Há ainda quem associe muito a reciclagem a um custo, “numa ótica muito moralista, provavelmente por causa de uma forte mensagem de responsabilidade social que foi difundida nos anos 90 e 2000”, afirma Milton de Sousa. A prova está na reação dos seus alunos quando nas aulas aborda esta temática: “Há uma certa perplexidade com a ideia de que a economia circular não é um custo, mas antes uma estratégia de negócio, não é um problema, é uma oportunidade. Há que encontrar soluções que exijam criatividade.” Este professor da Nova SBE viveu 12 anos na Holanda, onde trabalhou e fez doutoramento. Ali, pôde observar o conceito de cradle to cradle ser posto em prática: “O ir desde o início até ao fim de vida de um produto e a empresa ter uma responsabilidade na gestão desse ciclo de vida.” Quando se refere ao tecido empresarial português, não tem dúvidas: “Muitas vezes o fator de contexto serve como desculpa para não se fazerem coisas, não há motivo nenhum para que as empresas não possam assumir essa responsabilidade de forma ativa.”

 

João Vaz não está tão otimista.

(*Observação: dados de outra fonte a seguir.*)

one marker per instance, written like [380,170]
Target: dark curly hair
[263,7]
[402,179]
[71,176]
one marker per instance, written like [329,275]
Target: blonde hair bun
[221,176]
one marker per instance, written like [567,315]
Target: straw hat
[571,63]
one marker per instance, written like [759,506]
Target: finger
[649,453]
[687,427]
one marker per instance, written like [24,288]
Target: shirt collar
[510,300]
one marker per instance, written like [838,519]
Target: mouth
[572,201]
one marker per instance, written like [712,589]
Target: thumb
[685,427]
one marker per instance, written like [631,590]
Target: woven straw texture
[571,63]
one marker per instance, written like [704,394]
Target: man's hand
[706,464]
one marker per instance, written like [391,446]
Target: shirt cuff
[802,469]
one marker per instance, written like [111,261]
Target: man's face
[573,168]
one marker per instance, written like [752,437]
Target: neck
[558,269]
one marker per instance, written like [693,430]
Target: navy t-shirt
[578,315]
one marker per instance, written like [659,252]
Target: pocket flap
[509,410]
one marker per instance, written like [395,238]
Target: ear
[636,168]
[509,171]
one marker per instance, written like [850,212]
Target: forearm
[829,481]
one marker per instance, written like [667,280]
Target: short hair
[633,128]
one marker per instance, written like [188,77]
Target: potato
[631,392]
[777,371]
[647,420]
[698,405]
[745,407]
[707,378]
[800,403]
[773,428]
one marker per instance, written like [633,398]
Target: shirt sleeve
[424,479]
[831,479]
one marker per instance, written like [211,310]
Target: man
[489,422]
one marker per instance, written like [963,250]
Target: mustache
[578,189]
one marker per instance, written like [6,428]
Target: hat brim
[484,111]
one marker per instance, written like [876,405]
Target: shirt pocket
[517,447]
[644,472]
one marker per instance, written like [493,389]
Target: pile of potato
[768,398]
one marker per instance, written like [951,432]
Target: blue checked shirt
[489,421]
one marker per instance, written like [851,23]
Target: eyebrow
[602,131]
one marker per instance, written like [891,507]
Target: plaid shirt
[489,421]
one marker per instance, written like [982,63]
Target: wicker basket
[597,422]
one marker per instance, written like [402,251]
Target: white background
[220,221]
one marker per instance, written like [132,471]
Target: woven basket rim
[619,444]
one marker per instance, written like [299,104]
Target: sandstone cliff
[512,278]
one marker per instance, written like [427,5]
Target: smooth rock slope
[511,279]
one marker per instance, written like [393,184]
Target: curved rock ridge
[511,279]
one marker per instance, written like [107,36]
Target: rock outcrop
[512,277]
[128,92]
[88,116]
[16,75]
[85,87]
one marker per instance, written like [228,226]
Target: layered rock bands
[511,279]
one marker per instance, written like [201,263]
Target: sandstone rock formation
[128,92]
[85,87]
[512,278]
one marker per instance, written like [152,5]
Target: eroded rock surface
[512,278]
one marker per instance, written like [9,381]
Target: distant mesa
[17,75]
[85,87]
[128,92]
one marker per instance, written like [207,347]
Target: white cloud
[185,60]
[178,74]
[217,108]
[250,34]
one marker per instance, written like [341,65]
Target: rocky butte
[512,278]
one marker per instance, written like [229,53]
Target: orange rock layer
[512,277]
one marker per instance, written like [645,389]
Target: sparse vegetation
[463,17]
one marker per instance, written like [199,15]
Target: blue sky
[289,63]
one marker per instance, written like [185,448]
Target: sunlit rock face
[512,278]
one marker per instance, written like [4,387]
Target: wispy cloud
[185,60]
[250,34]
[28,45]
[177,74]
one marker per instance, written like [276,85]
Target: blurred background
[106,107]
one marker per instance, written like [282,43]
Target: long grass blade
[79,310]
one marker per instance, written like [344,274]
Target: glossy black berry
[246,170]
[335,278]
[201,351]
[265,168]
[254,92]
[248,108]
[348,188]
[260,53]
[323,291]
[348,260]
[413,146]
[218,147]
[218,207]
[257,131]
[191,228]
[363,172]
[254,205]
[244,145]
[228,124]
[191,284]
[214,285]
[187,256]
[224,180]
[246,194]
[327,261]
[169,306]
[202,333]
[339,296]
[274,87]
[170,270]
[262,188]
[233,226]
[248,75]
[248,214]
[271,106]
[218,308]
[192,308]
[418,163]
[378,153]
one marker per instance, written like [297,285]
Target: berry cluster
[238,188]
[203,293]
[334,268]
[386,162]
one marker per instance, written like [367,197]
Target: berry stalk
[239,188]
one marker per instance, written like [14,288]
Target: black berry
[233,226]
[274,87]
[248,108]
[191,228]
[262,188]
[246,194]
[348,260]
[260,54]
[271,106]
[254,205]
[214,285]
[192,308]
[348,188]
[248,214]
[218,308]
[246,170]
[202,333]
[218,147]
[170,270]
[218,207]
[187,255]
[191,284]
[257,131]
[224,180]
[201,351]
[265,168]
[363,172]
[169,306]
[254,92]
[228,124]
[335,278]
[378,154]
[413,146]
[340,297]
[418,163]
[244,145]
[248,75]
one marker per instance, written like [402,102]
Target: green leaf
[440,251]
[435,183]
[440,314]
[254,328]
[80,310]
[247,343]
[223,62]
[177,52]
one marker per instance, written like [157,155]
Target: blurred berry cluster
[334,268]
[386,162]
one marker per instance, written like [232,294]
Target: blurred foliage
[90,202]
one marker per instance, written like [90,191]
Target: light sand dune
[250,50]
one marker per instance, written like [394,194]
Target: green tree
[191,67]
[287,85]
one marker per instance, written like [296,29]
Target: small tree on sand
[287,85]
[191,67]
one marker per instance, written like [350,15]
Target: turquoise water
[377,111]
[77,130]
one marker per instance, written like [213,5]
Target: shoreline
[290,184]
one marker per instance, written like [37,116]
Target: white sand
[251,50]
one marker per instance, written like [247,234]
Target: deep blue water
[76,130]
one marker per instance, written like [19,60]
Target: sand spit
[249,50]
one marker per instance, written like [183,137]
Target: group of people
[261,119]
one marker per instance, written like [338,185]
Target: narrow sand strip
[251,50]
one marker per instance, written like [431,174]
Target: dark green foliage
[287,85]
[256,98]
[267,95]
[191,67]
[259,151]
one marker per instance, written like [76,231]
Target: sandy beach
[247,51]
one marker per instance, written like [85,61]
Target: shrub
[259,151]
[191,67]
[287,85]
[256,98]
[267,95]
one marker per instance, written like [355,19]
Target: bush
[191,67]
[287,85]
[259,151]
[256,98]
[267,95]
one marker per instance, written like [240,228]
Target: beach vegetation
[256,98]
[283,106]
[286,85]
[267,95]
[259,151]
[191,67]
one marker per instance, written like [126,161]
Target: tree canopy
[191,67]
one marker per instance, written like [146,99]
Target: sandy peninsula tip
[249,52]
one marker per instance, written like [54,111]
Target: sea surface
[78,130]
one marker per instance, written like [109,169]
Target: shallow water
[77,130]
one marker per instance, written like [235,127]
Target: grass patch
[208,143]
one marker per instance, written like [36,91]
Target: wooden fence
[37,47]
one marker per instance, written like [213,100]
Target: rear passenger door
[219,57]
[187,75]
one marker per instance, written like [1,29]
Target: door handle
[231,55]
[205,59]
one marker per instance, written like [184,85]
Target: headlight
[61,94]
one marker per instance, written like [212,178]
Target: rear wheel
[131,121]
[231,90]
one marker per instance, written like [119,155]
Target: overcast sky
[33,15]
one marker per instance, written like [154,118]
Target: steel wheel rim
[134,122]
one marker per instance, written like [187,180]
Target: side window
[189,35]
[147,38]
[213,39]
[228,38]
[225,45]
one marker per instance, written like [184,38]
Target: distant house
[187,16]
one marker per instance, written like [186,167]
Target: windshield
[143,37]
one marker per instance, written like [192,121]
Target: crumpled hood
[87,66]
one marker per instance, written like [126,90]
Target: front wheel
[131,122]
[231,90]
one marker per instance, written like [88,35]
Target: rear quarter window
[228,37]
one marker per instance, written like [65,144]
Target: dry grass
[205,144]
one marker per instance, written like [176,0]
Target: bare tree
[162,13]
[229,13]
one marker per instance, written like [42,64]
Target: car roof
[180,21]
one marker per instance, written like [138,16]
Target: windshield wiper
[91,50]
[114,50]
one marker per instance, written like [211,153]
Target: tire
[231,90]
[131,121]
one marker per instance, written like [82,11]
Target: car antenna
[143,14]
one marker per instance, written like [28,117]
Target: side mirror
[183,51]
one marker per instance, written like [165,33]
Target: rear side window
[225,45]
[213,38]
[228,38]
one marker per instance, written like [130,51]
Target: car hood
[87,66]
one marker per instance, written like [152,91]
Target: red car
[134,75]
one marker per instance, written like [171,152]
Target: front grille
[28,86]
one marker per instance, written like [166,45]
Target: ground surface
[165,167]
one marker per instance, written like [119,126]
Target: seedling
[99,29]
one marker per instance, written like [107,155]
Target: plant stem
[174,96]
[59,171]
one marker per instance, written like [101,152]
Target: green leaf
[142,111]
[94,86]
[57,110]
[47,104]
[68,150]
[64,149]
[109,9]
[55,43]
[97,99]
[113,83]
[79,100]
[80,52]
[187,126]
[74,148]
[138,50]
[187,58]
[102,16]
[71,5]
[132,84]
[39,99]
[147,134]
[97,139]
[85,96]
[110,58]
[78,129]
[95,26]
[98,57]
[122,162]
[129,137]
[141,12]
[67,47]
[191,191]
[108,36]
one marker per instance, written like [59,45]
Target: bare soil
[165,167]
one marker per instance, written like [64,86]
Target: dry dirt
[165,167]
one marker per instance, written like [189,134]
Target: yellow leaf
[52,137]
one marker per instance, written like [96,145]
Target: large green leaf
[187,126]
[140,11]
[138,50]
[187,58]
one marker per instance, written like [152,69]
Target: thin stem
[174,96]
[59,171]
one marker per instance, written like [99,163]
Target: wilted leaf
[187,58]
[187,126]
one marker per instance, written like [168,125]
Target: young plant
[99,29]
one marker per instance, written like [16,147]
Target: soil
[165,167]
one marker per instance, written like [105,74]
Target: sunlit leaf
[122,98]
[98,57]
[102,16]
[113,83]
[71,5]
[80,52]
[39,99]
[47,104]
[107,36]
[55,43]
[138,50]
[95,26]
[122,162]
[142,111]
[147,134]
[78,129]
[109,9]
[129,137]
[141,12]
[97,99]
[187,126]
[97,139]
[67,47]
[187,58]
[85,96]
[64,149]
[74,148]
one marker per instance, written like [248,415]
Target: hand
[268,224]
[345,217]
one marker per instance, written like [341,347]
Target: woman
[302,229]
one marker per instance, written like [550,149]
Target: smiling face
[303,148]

Para o consultor da Ecogestus, “é difícil introduzir os verdadeiros princípios da economia circular quando não há uma política fiscal que apoie as matérias-primas obtidas por reciclagem”. E concretiza: “Pagamos o mesmo IVA se recorrermos a boas ou más práticas ambientais, o papel reciclado e o papel virgem são disso exemplo.” Um desafio a superar.